For the IMPACT team, well-designed and authentic content at each phase of the buyer journey has helped accelerate growth by anticipating and neutralizing buyer questions.  This content strategy helps IMPACT’s buyers ‘see and believe’ in the opportunity to significantly enhance their business results before, during and after each conversation with a member of the sales team.


Content Marketing as Revenue Enablement: A Simple Self-Diagnostic

Here are a few questions you can ask yourself to assess how well your content approach supports the buying process at all phases of the buyer’s journey:  

  • Does your content marketing directly address specific buyer goals and challenges?
  • Does product or solution-oriented content link your solution’s capabilities to specific buyer outcomes and payoffs?
  • Do your marketing, sales and customer success teams have a process for aligning content to the buyer goals that your solutions address? Can you identify a set of buyer goal “focus areas” that will help the teams prioritize and organize content aligned to buyer value?
  • Is your content marketing developed as “content pathways” aligned to the buying process? If not intentionally developed this way, do you have suitable content that could be organized into content pathways aligned to specific buyer goals AND for three phases of the buying process?
  • Do you coach and train your sales team on how to conduct value discovery then choose appropriate content assets aligned to identified buyer goals?
  • Better yet, do you provide the sales team with resources clearly organized into content pathways to make it easier for them to follow a content sequence through the buying process?

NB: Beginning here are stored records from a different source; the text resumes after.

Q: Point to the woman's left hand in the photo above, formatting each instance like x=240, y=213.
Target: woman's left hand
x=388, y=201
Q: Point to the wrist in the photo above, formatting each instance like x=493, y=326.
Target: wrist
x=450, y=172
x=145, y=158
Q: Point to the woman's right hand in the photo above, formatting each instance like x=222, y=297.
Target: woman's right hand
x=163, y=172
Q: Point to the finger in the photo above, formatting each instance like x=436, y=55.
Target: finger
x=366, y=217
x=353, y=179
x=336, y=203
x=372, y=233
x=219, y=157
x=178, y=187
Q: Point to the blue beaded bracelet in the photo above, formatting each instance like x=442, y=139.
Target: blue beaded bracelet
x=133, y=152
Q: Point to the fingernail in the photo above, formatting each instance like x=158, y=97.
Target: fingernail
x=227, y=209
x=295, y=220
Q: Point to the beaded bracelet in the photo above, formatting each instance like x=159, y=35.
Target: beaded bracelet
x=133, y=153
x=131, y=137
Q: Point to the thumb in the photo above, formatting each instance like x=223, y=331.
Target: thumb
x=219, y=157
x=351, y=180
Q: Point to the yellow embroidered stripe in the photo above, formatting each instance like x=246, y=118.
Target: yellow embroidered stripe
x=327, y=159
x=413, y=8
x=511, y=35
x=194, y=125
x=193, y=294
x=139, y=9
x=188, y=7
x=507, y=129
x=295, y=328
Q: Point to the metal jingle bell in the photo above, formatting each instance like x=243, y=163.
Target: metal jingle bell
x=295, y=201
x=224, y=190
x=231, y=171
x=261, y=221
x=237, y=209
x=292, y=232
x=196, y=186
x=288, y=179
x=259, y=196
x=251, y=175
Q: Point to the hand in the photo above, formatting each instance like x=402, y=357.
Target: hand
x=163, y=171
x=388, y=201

Most CEO’s, revenue leaders and marketing leaders know that content marketing plays a critical role in establishing credibility and trust with potential customers. But remarkably few companies focus their content marketing effectively to align to buyer goals or to explicitly support each phase of the buying journey.  Those who do, however, reap the rewards of better sales and marketing alignment that drives sales effectiveness and increased revenue.